Hubo un silencio, durante un momento. Luego José dijo en seguida:
—He hablado con Cleofás y le he pedido permiso para llevarte a mi casa. A nuestra casa... —corrigióse—Ya que estabas de acuerdo... Quiero poder extender mi protección sobre ti... Y creo que hace falta —dominó su timidez— que el que ha de nacer, nazca en su casa.
Tuvo la impresión de que su cara se iluminaba de repente con un rayo de luz. Los ojos le brillaron, los labios se abrieron en una sonrisa. La sombra, que parecía ser una sombra de inquietud, desapareció en seguida. La alegría se apoderó de ella como un fuego que hubiese absorbido el cansancio. Era de nuevo tal cual la vio cerca del pozo: infantil, alegre y radiante.
—Confiaba —susurró— y Él ha escuchado mi oración... Qué bueno es, cuánta condescendencia tiene.
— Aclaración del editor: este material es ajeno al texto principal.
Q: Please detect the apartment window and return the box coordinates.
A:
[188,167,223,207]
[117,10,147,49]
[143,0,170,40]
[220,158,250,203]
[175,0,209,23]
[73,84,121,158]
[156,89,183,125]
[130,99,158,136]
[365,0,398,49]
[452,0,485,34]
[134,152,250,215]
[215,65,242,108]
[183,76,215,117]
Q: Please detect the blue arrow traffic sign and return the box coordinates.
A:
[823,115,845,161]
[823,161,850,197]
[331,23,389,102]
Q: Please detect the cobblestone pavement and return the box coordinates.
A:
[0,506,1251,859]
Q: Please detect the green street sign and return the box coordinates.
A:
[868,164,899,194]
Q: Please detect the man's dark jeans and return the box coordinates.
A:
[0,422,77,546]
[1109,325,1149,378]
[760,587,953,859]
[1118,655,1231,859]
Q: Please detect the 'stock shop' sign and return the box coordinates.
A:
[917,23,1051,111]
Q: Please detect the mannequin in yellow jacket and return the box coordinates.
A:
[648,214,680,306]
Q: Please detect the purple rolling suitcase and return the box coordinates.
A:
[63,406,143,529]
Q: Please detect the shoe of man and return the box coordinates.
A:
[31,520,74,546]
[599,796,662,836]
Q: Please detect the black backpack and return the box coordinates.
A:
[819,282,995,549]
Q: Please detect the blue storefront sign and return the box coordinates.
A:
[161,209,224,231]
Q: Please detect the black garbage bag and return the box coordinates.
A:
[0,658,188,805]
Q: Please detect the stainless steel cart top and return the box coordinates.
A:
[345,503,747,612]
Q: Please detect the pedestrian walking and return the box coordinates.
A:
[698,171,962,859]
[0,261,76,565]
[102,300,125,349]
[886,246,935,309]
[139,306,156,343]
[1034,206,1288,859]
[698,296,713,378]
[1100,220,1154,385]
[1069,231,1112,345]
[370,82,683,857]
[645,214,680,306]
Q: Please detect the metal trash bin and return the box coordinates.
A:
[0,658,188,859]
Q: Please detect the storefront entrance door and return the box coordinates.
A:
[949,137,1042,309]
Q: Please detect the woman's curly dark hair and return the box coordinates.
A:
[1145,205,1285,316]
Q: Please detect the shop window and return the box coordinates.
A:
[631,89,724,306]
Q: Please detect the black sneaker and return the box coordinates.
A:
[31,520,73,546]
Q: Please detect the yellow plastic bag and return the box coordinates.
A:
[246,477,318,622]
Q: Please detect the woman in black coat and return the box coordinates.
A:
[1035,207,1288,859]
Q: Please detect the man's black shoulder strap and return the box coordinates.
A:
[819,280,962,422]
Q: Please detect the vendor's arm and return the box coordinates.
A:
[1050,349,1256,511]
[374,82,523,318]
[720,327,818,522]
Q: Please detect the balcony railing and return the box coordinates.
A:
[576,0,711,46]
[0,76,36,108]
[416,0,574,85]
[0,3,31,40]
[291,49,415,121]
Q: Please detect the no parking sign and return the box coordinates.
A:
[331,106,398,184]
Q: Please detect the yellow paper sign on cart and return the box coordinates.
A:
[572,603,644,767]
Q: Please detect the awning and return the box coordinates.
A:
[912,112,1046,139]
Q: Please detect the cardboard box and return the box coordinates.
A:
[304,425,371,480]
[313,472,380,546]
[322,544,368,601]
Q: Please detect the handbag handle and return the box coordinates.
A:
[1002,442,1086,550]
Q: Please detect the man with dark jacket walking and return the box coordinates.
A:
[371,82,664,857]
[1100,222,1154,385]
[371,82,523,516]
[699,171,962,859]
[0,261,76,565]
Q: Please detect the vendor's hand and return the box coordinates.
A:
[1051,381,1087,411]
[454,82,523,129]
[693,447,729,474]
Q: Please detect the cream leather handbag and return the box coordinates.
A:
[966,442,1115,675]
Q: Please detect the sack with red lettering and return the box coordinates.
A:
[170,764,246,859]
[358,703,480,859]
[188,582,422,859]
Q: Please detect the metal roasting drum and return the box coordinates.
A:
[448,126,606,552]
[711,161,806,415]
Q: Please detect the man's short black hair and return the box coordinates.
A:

Te lo ha dicho todo, y tú lo has comprendido...
—Lo comprendí —dijo él— porque te quiero.
Ella, ladeando la cabeza, lo miró sonriendo divertida.
—Yo también te quiero, José —le dijo—. Pero has comprendido porque Él nos ama... Ahora todo está en su sitio...
Respiró profundamente, como si un gran peso se hubiera desprendido de sus hombros. Se cubrió el rostro con las manos. Él no sabía si detrás de la cortina de los dedos se reía o lloraba de felicidad. Pero ella retiró en seguida las manos. Con los ojos llenos de lágrimas miraba con ternura a la cara del hombre. Le hablaba únicamente con la mirada, pero esta mirada hizo que todo lo que refrenaba su felicidad le abandonara inmediatamente. El mundo de ella seguía sin ser el mundo de él. Pese a esto entendió: le amaba, le amaba de verdad, tanto como se puede amar. No tenía derecho a pedir más. Costara lo que le costase, sentía que había recibido más que cualquiera de los mortales.